Question

State and prove Basic Proportionality Theorem.

Hint:

If two triangles are similar, the ratio of any two corresponding segments (medians, altitudes, bisectors) is equal to the ratio of their corresponding sides.

Answer 1

Step 1: Understanding the Statement (Basic Proportionality Theorem):
If a line is drawn parallel to one side of a triangle to intersect the other two sides in distinct points, then the two sides are divided in the same ratio.

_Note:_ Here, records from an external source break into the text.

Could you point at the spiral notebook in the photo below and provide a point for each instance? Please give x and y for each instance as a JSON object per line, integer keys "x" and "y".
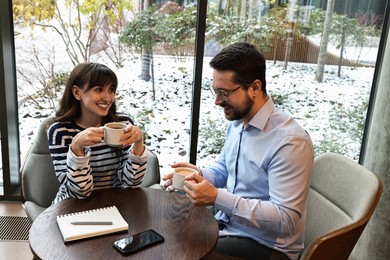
{"x": 86, "y": 224}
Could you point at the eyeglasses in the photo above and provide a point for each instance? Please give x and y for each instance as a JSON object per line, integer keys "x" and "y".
{"x": 222, "y": 93}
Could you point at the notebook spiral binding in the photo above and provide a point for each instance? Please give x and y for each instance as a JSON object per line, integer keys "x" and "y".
{"x": 85, "y": 211}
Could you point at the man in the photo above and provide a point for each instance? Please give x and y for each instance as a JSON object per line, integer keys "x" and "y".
{"x": 261, "y": 180}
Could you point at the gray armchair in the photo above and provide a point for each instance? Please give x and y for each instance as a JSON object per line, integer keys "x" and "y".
{"x": 39, "y": 184}
{"x": 342, "y": 198}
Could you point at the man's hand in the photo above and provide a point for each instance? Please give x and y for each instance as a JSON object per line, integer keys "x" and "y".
{"x": 199, "y": 190}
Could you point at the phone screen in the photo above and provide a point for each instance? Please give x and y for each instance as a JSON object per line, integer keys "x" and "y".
{"x": 134, "y": 243}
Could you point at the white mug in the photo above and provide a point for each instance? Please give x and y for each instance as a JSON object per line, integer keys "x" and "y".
{"x": 179, "y": 175}
{"x": 113, "y": 133}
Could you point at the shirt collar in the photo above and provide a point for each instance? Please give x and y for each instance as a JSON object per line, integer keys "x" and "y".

Given: In ΔABC, DE ∥ BC where D lies on AB and E lies on AC.
To Prove: AD / DB = AE / EC

Step 2: Construction:
Join BE and CD.
Draw DM ⟂ AC and EN ⟂ AB.

Step 3: Using Area Concept:
Consider triangles ADE and BDE.

Area(ΔADE) = (1/2) × AD × EN
Area(ΔBDE) = (1/2) × DB × EN

Therefore,
Area(ΔADE) / Area(ΔBDE) = AD / DB → (1)

Now consider triangles ADE and CED.

Area(ΔADE) = (1/2) × AE × DM
Area(ΔCED) = (1/2) × EC × DM

Therefore,
Area(ΔADE) / Area(ΔCED) = AE / EC → (2)

Step 4: Key Observation:
Triangles BDE and CED are on the same base DE and between the same parallels DE and BC.
Hence,
Area(ΔBDE) = Area(ΔCED)

Step 5: Final Deduction:
Since Area(ΔBDE) = Area(ΔCED),
From (1) and (2),
AD / DB = AE / EC

Final Conclusion:
Thus, when a line is drawn parallel to one side of a triangle, it divides the other two sides in the same ratio.
Hence, the theorem is proved using the area-ratio property.